Jamie Dimon Warns Of Potential ‘Market Panic’
– JPMorgan Chase CEO Jamie Dimon sees ‘chance of market panic’
– In annual letter to shareholders Dimon warns of increased inflation and interest rates
– Concerned QE unwinding could cause chaos as ‘markets will get more volatile’
– Hard to look at the last 20 years in America “and not think that it has been getting increasingly worse.”
– Positive about US economy over next year, but ignores record levels of world and government debt
– Believes major buyers of US debt (e.g. China) could reduce their purchases of US government debt
– Investors can protect portfolios with gold and silver bullion
– U.S. debt and dollar crisis coming which will propel gold higher (see chart)
The following has been taken from Simon Black’s SovereignMan.com.
The most powerful banker in the world, JPMorgan Chase CEO Jamie Dimon, just released his annual letter to shareholders.
Behind Warren Buffett’s annual missive, Dimon’s letter is probably the most read and deliberated executive report out there.
For one, Dimon is one of the most connected and respected men in finance.
And given his bank’s massive size (it earned $24.4 billion on $103.6 billion in revenue last year) and reach (it’s a giant in consumer/commercial banking, investment banking and wealth management), Dimon has incredible visibility and intel on what’s going on around the world.
This year Dimon used a large chunk of his 46-page letter to share his thoughts on government and public policy, saying it’s hard to look at the last 20 years in America “and not think that it has been getting increasingly worse.”
And if you’d like to hear how Dimon suggests we fix regulation, immigration, taxation, infrastructure, education and every other problem in America today, it’s all in there.
I’m not really interested in his political views. Dimon runs one of the biggest banks in the world, so I’m much more interested in his insights into the economy and financial markets.
Fortunately, Dimon didn’t waste all of his letter on politics.
He says the US economy seems healthy today and he’s bullish for the “next year or so.”
He sees lower unemployment, higher capital spending, wage growth, low housing supply and “relatively strong” consumer and corporate credit aiding growth.
Well, it’s easy to have rose-colored lenses when your profits come from lending money… because there’s more debt in the world today than ever before.
Both corporations and consumers are sitting on a record amount of debt.

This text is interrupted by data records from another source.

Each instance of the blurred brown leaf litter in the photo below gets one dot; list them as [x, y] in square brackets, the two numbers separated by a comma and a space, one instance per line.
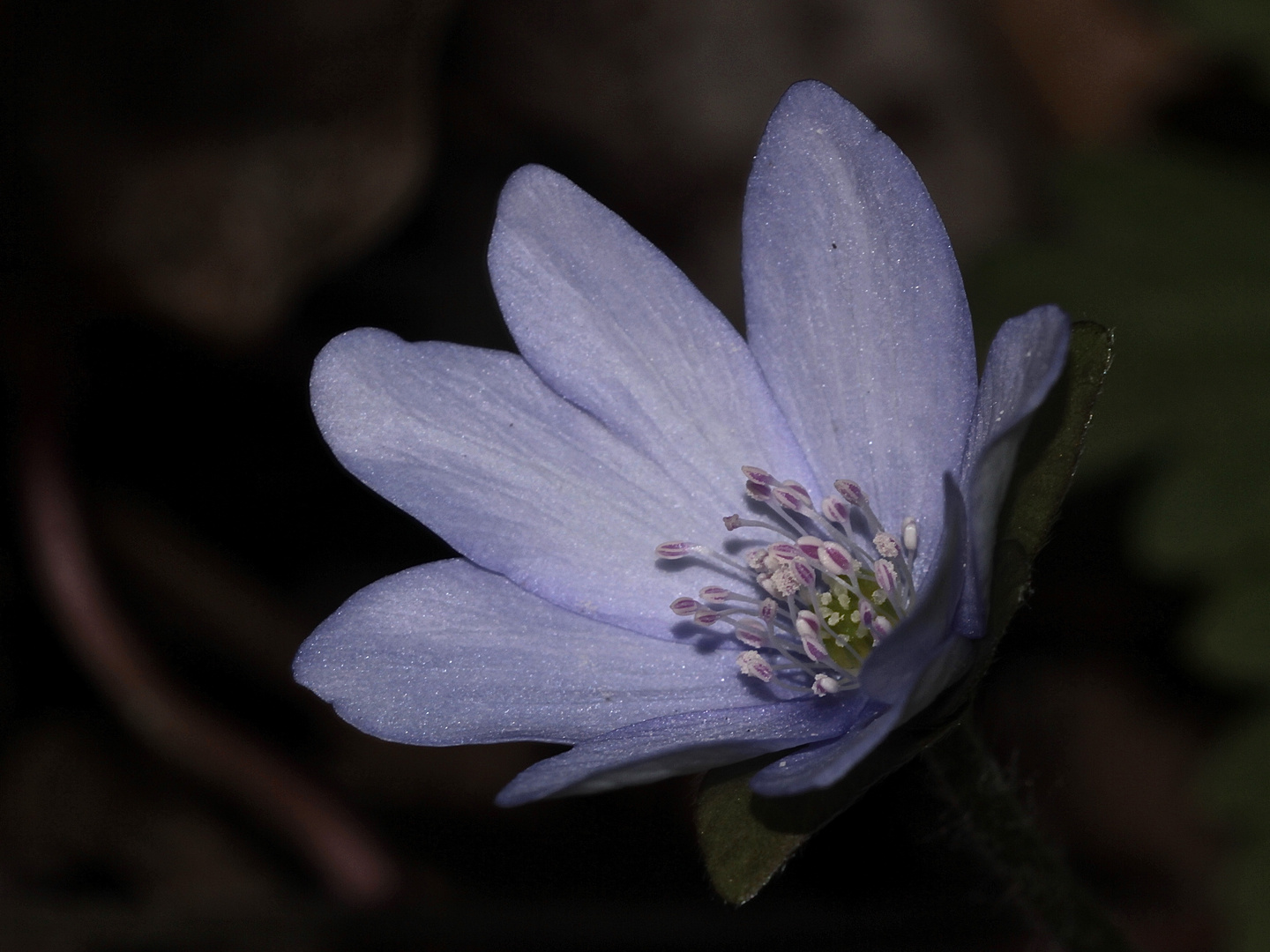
[198, 196]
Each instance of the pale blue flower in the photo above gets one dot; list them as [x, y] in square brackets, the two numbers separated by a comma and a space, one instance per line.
[624, 424]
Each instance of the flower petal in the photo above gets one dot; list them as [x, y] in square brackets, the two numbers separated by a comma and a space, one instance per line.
[687, 743]
[823, 764]
[614, 326]
[451, 654]
[892, 668]
[1025, 360]
[473, 444]
[855, 308]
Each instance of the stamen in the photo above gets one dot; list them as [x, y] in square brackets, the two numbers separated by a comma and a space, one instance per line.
[755, 666]
[909, 533]
[884, 574]
[825, 684]
[761, 476]
[886, 545]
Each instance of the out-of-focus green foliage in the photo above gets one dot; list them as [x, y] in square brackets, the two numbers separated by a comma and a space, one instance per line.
[1172, 251]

And as I pointed out earlier this week, the fastest growing bank asset last year was subprime loans… meaning that the quality of debt is getting worse and worse.
Then there’s the US government, whose debts just passed $21 trillion for the first time in history.

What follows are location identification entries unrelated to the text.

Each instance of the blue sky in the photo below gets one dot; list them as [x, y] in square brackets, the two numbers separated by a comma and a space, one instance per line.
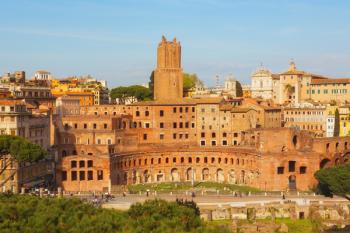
[117, 40]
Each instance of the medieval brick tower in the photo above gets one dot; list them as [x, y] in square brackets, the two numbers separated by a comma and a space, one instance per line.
[168, 80]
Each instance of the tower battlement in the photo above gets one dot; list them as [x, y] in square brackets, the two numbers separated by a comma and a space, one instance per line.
[168, 80]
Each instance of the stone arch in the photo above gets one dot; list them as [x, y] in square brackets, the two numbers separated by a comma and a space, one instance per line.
[243, 180]
[205, 174]
[325, 163]
[292, 182]
[190, 173]
[295, 141]
[146, 177]
[160, 176]
[232, 176]
[346, 158]
[220, 177]
[336, 161]
[175, 177]
[134, 177]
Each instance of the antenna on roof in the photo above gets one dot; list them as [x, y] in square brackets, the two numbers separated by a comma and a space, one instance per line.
[217, 81]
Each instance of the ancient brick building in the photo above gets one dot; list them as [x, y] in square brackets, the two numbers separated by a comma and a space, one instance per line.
[181, 139]
[168, 82]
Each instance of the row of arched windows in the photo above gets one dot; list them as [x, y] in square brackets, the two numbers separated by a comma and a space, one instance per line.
[182, 160]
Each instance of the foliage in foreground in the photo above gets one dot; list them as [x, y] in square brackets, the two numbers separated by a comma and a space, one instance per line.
[21, 149]
[179, 186]
[335, 180]
[28, 214]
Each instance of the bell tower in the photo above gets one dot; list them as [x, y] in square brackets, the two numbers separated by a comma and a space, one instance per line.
[168, 80]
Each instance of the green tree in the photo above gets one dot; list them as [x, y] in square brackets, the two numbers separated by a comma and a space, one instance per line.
[28, 214]
[334, 180]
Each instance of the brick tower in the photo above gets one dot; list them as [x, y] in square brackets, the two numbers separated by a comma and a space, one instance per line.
[168, 81]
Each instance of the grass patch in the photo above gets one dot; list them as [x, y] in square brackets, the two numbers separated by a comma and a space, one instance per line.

And they’re projecting adding another trillion dollars of debt each year into the foreseeable future.
Later in his letter, Dimon admits that the US is facing some serious economic headwinds today.
For one, he’s concerned the unwinding of quantitative easing (QE) could have unintended consequences.
Remember- QE is just a fancy name for the trillions of dollars that the Federal Reserve conjured out of thin air.
According to Dimon [my emphasis added]:
Since QE has never been done on this scale and we don’t completely know the myriad effects it has had on asset prices, confidence, capital expenditures and other factors, we cannot possibly know all of the effects of its reversal.
We have to deal with the possibility that at one point, the Federal Reserve and other central banks may have to take more drastic action than they currently anticipate – reacting to the markets, not guiding the markets.